This tragic atmosphere of brooding inevitability is expressed more abstractly in Ian MacNeil's design and James Farncombe's lighting: Ephraim Cabot's farmhouse moves on trucks, changes shape and angles, bathed in a sickly green wash as the tragedy unfolds.

75-year-old Ephraim (Finbar Lynch) has a new wife, Abbie Putnam ([Denise Gough), who falls in love with his third son, Eben (Morgan Watkins). The first of O’Neill’s major “Greek” plays, this triangle echoes that of Theseus, Phaedra and Hippolytus in Euripides and Racine. But there’s also a child.

It’s an extraordinary coincidence that Noël Coward was appearing in his own Oedipal comedy of drugs and mother love, The Vortex, at the same time as O’Neill’s play premiered starring Walter Huston as Cabot. But director Sean Holmes is surely drawn to the piece because of the Sarah Kane connection in Phaedra’s Love.

For in its warped intensity, enclosed, inbred society and forthright dealing with lust, adultery, incest and infanticide, this production has the murky, horrifying (though less explicit) impact of the Kane play combined with the unexpected formal pleasure of choric tragedy.

A plaintive guitarist, very Ry Cooder-ish, wanders through the action. The neighbouring farmers and their wives form a social background of comment and nosiness, while Ephraim’s two elder sons comically conjure a world elsewhere of girls and sun in the Californian gold rush. This particular spot of land is doomed, worn out, barren.

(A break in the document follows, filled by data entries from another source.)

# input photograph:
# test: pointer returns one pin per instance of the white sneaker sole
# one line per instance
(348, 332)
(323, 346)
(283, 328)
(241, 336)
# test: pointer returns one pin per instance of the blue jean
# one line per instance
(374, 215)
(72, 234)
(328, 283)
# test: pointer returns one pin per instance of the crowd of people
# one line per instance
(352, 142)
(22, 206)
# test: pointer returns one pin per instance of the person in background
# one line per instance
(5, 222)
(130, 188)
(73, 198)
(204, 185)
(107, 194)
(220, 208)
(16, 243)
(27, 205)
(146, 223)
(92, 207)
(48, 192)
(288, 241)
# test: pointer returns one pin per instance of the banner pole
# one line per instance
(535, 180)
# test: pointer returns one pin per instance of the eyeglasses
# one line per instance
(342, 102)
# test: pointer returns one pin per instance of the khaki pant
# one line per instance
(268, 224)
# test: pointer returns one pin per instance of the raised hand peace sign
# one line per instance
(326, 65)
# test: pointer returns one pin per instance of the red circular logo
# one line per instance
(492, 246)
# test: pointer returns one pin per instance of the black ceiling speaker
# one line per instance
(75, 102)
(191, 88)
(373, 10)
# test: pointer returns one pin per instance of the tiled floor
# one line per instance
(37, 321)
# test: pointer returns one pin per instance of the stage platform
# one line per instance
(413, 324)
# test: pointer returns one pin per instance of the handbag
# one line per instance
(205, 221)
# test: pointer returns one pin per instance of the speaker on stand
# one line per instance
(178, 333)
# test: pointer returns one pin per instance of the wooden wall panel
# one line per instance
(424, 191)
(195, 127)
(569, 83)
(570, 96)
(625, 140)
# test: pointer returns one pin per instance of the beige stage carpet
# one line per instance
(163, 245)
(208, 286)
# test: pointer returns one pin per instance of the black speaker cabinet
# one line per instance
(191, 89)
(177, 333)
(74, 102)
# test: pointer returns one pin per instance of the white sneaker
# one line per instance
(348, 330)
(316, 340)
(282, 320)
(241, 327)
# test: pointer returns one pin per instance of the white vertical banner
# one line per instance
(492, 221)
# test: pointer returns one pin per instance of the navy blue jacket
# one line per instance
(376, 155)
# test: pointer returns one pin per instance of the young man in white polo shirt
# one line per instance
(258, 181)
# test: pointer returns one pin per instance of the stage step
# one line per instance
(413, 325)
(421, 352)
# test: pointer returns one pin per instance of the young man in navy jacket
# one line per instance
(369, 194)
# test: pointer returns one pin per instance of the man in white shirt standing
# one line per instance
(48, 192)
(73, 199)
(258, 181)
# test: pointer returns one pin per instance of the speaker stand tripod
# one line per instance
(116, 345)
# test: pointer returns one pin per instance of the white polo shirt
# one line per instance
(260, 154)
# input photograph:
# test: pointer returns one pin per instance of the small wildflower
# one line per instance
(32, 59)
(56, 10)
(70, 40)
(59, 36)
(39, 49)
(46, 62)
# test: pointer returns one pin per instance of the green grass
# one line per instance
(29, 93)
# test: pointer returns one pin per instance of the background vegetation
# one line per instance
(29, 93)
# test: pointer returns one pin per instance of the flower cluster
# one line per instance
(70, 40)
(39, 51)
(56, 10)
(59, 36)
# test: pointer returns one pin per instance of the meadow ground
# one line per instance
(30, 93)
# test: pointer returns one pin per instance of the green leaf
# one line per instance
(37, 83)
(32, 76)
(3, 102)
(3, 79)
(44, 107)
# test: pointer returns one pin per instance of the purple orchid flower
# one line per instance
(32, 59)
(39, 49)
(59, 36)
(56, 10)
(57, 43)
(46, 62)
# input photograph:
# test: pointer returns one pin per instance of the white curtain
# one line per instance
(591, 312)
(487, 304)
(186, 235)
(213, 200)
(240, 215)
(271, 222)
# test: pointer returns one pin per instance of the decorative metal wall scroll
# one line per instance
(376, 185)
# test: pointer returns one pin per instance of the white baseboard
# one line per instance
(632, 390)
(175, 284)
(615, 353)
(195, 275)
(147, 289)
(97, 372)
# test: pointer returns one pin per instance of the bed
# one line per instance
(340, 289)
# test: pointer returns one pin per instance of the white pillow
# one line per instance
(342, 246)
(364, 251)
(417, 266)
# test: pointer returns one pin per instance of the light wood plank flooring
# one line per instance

And Holmes’ actors convey a sort of clapped-out sensuality, a world of thighs and sighs, in their trudge towards disaster. Lynch, gaunt and ghostly, is all flint and granite as the bearded old farmer, while Gough brings a full palate of emotional colour to her yearning physicality and Watkins virtually sleep walks into a nightmare he can’t control.

You can’t say that the evening cheers you up all that much, but it is thrilling to see so difficult a play so well done (I’ve seen two previous versions: gloomy at Greenwich in 1987 and compellingly “Irished” with Shared Experience in 1995), and made to feel contemporary, too, not least because of the enthusiastic presence of the Lyric’s Young Ensemble in the chorus.